Fiduciary Ruling USA....Comparisons to UK Financial Advice

When a hard-won historic milestone is achieved, it’s usually front-page news: The 1966 World Cup victory. The fall of the Berlin Wall… April 6th’s fiduciary ruling by the U.S. Department of Labor (DOL). About that last one. If you heard the news at all, you probably found it buried in the business section or on an international newsfeed. With the ruling, anyone offering advice about U.S. personal pension assets (the equivalent of our pension funds) will be legally required to do so according to the investor’s highest interests, regardless of any conflicting incentives or dual roles they may have.

That’s the ruling in principle; its best-interest requirements are referred to as “fiduciary.” Being a fiduciary adviser is roughly equivalent to the FCA’s overarching principle of business that commits us to “Treating Customers Fairly” (TCF). Call it fiduciary. Call it TCF. Call it Fred. In essence this quietly released news is big on putting the client first. That’s a move we can applaud, no matter where it occurs or what it’s called.

In reality, just as is the case here in the U.K., the ruling leaves room for improvement. First, its scope is limited to particular assets. Also, politics as usual, it was watered down by several last-minute compromises that might (1) limit how well it can be applied, and (2) dilute the strictest definition of a good investor-adviser relationship with unnecessary exceptions to the rule. If you’re keen on studying the American financial system, This New York Times overview offers a helpful summary of the details.

In short, the DOL’s ruling won’t eliminate every bad thing that can happen to a good investor – not even close. Still, for all of its flaws, it appears to be generating improvements. In anticipation of it, several large U.S. financial firms have already begun adjusting conflicted business models, shifting toward more efficiently managed products and lowering inflated prices.

What does this have to do with U.K. investors?

Most of all, we hope the changes will inspire further improvements to our own, similarly hard-fought initiatives, summarised here:

• TCF has been in existence since financial regulation came about, but the Financial Services Authority began focusing on it in earnest around 2008 (during those particularly challenging financial times).
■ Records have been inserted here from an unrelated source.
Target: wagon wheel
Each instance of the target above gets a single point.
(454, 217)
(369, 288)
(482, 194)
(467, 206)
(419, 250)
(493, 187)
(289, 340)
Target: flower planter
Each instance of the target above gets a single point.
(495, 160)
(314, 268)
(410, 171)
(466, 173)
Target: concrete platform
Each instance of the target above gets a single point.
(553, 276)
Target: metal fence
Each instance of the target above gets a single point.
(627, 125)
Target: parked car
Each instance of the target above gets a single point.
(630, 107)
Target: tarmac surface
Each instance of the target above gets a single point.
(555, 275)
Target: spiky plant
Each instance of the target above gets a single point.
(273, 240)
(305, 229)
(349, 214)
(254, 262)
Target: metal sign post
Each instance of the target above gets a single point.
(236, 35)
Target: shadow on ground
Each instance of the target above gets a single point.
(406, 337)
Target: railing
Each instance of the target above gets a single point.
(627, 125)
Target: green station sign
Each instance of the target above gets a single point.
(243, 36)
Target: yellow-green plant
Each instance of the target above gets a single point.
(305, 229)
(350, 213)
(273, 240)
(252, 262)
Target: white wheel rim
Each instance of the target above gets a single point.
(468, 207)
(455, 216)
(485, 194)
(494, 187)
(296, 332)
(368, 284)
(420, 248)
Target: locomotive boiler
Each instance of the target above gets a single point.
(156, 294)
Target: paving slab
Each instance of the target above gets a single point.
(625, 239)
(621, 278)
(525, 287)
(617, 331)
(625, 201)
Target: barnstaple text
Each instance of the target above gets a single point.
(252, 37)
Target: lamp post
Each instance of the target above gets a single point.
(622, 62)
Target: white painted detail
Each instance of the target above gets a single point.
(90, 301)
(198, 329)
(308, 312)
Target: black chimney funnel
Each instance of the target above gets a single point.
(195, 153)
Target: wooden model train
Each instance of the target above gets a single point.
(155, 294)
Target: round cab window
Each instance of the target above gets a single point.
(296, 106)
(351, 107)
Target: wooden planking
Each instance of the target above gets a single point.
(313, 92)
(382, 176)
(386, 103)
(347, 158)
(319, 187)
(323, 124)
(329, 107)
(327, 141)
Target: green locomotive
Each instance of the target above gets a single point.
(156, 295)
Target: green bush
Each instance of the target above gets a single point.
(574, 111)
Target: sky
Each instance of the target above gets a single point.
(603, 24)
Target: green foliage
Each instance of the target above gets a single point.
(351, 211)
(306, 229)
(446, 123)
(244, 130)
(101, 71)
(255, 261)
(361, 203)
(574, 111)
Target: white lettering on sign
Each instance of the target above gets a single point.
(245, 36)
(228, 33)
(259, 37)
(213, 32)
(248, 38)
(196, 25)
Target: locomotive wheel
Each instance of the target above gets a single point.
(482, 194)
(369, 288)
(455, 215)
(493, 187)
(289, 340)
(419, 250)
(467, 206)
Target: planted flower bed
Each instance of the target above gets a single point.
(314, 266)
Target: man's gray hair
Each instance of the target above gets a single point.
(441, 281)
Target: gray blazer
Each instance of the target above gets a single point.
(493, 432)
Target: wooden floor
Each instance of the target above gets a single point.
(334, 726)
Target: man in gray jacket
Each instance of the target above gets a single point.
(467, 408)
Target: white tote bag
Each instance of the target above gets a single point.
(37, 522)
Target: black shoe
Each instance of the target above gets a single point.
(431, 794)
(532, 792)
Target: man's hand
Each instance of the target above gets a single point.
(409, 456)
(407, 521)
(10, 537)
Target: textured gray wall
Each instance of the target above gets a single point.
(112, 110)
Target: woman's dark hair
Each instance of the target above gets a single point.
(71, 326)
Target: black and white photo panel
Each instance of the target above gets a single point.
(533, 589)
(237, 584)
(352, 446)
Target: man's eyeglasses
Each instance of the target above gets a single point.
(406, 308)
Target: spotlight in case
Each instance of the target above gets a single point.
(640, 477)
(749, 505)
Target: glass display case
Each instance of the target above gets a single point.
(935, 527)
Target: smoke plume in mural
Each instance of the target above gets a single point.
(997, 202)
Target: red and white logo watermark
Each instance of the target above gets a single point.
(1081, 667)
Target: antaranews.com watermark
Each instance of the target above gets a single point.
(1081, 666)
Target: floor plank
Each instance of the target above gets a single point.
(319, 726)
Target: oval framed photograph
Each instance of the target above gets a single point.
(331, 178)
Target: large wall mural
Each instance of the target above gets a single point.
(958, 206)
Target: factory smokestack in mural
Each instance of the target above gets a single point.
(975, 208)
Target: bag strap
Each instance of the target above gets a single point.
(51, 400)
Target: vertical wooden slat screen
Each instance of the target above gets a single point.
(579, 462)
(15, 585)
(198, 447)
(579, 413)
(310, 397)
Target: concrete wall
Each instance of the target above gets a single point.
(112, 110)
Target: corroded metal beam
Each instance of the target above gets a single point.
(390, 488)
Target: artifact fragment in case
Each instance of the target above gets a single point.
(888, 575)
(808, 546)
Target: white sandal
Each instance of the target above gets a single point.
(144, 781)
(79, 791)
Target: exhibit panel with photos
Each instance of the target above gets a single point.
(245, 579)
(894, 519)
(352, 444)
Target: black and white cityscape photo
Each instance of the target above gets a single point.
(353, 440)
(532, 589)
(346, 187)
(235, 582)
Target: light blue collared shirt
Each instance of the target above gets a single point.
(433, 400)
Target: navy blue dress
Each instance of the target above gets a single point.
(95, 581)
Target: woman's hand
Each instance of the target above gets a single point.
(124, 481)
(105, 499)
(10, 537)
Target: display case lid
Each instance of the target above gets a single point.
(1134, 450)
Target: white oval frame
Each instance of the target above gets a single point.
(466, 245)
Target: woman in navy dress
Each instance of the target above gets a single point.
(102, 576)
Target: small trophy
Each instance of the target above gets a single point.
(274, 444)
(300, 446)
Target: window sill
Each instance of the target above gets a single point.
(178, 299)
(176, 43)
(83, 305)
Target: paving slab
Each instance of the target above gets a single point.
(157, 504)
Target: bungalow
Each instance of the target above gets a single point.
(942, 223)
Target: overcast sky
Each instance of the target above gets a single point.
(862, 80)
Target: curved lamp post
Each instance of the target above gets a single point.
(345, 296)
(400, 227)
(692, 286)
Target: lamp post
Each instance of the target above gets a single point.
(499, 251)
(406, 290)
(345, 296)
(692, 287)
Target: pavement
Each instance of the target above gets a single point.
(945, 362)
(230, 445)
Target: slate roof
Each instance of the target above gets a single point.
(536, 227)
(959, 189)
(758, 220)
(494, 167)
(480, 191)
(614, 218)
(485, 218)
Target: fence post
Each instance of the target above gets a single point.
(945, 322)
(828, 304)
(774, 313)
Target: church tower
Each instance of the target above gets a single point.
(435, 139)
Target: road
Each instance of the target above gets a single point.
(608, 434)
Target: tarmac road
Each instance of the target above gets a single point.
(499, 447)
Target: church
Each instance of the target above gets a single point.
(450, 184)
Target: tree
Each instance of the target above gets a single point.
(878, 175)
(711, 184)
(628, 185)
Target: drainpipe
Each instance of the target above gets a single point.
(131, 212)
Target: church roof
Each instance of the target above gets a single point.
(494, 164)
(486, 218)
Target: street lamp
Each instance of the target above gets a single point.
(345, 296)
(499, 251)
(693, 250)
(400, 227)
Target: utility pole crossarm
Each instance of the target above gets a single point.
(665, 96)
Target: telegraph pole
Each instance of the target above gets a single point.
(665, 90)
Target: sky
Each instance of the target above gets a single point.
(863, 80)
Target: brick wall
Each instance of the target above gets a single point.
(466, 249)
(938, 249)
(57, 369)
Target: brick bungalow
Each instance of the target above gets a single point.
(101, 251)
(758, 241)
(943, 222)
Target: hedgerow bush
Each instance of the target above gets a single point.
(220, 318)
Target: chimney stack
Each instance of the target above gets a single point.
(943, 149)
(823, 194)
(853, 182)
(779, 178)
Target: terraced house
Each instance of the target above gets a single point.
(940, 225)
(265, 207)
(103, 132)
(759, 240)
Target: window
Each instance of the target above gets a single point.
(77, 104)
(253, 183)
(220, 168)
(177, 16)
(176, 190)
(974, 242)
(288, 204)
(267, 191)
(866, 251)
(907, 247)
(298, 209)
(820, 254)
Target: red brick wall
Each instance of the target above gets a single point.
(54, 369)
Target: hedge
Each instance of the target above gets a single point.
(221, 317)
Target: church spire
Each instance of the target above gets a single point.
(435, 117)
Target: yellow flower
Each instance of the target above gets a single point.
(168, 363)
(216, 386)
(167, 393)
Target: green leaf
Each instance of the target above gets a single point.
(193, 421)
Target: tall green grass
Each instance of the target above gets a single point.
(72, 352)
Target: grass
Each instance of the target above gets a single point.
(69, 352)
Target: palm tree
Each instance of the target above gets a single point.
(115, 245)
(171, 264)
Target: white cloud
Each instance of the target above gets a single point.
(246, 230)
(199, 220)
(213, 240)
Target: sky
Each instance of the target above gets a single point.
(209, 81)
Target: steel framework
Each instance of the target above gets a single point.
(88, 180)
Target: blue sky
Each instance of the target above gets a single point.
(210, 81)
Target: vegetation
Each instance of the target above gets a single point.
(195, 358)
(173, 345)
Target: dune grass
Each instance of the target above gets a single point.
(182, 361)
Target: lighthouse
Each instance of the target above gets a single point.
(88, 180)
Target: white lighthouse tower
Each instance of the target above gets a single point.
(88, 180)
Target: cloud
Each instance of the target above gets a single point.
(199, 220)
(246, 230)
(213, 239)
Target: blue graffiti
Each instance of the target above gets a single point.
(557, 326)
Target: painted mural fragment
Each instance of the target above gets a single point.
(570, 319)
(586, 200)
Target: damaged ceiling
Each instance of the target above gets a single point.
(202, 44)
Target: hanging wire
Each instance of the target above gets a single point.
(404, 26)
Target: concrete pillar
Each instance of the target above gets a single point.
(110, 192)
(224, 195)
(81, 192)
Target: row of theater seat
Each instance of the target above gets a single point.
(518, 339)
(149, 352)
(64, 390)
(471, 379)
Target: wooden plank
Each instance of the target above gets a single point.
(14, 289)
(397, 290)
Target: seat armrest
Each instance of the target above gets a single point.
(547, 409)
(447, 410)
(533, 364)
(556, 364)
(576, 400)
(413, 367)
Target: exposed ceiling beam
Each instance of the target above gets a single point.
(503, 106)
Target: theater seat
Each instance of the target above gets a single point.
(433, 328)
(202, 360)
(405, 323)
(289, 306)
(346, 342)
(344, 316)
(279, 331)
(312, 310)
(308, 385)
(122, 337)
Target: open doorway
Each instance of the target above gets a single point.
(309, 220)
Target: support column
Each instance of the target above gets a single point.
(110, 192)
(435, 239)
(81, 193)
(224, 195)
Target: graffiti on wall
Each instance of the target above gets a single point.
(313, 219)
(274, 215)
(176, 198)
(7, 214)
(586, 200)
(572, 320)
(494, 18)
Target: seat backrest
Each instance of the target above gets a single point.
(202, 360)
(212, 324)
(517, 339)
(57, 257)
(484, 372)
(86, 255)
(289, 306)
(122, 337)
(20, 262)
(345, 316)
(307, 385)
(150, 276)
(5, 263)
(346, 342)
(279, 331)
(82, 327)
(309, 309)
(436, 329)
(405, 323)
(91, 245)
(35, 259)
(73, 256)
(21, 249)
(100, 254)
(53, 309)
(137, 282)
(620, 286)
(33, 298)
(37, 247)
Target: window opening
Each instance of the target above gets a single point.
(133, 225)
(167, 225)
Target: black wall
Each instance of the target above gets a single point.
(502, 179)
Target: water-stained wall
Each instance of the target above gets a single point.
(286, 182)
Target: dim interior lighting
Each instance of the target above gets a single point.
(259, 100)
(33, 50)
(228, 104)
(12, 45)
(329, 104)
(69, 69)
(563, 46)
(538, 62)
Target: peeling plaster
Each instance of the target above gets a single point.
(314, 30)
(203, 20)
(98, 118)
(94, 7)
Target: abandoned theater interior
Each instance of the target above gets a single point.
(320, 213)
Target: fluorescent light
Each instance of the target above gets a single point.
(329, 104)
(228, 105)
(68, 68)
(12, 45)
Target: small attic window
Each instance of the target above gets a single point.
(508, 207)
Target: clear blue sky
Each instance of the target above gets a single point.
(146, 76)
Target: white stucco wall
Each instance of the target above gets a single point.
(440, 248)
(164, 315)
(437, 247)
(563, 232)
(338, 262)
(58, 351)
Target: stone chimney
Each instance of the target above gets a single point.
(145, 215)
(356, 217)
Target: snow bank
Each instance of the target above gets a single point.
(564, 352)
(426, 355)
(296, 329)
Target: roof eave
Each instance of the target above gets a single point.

• Ever since, advisory firms have been required to demonstrate that they are delivering against this important principle in everything they do. This is on top of other specific rules and regulations firms must follow; regulators can challenge those not meeting their obligations.

• More recently, the U.K. initiated the Retail Distribution Review (RDR). The aim was to increase advisers’ professionalism by increasing minimum qualifications, and requiring greater transparency on earning disclosures.

• Financial services could be due for another shake up, following the Financial Advice Market Review conducted by HM Treasury and the FCA. In the coming year, they intend to use the review to look at how investors receive advice and make investment decisions. Combine this review with our European Economic Area influences and the looming potential for a Brexit … and who knows what may unfold – or not – with respect to improved investor advocacy.

Come what may, as a proud, financial planning firm, we remain dedicated to advising you on how to best manage your wealth – all of your wealth – according to your goals and challenges. From a practical perspective, this means that TCF and RDR had a limited effect on us; we were already well-qualified, well-capitalised and well-positioned to demonstrate that we treat our clients fairly. With or without any regulatory requirements, this is what we do; it’s who we are. It’s bred in our bone.

We welcome any questions you may have about your own best interests as an investor. In the meantime, if you ever notice other firms mimicking us as a result of any new requirements that may unfold from here, you might want to ask them: What took you so long?